A team of researchers from the University of Bradford has discovered that facial recognition technology works even when only half of a face is visible. With the use of artificial intelligence techniques, the researchers achieved 100 percent recognition rates for both three-quarter and half faces. The team published the study in Future Generation Computer Systems, and it is the first to use machine learning to test the recognition rates for different parts of the face.

Professor Hassan Ugail from the University of Bradford, the lead researcher, said that the ability of humans to recognize faces is amazing yet study has revealed that it begins to falter when we can only see parts of a face. Computers can already perform better than humans in recognizing one face from a large number; as such, the researchers wanted to know if they would be better at partial facial recognition as well.

Using a 'convolutional neural network,' a machine learning technique, the team drew on a feature extraction model call VGG, one of the most popular and widely used for facial recognition. Then, the researchers worked with a dataset containing multiple photos, about 2800 in total, of 200 students and staff from FEI University in Brazil, with equal numbers of men and women.

The researchers trained the model using only full facial images for the first experiment. Then, they ran a test to see how well the computer was able to recognize faces, even when shown only part of them. The machine recognized full faces 100 percent of the time, but the team also had 100 percent success with three-quarter faces and with the top and right half of the face. The bottom half of the face, however, was only correctly recognized 60 percent of the time and eyes and nose on their own, just 40 percent.

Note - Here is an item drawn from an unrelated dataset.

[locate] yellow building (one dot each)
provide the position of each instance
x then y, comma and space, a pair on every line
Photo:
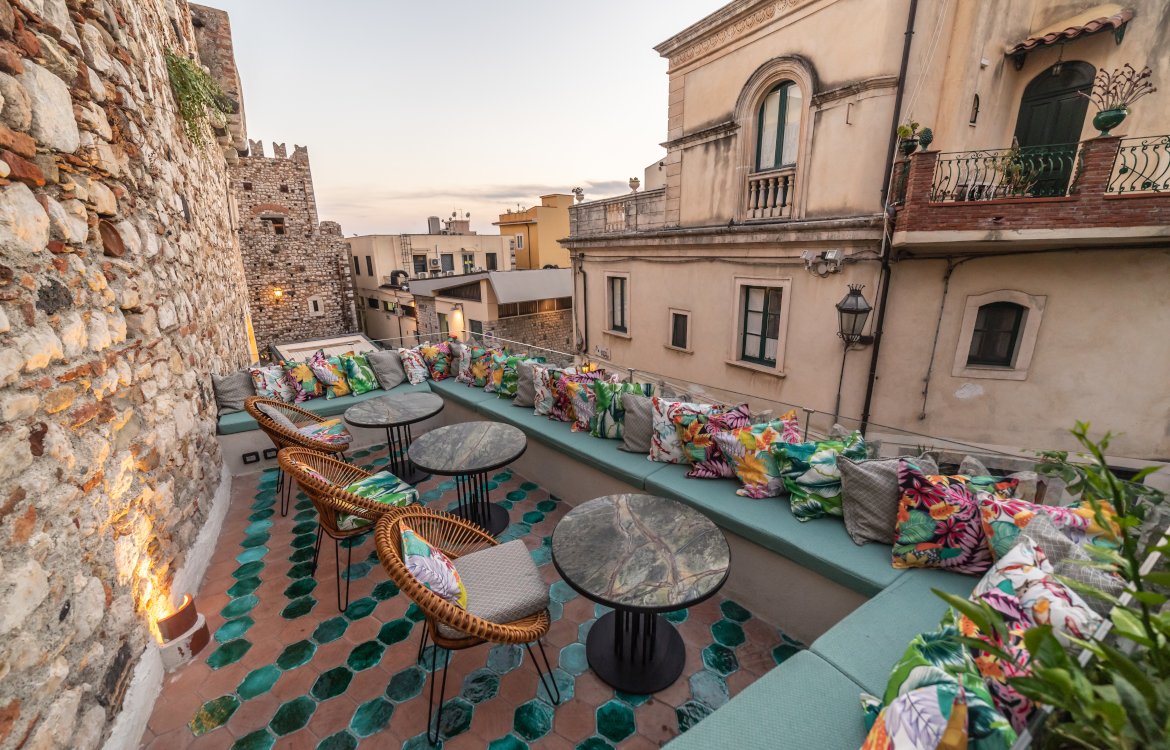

After the team trained the model using partial facial images, then, they reran the experiment. This time, the scores significantly improved for the bottom half of the face, for eyes and nose on their own and even for faces with no eyes and nose visible, achieving around 90 percent correct identification.

Individual facial parts including the nose, cheek, forehead or mouth had low recognition rates in both experiments.

Professor Hassan explained the result further that they have shown that it is possible to have very accurate facial recognition from images that only show part of a face and they have identified which parts are more useful. This experiment opens up greater possibilities for the use of technology for security or crime prevention.

Hassan concluded that their experiments now require validating on a much larger dataset. However, in the future, it is likely that image dataset used for facial recognition will need to include partial images as well so that the models can be trained correctly to recognize a face even when not all of it is visible.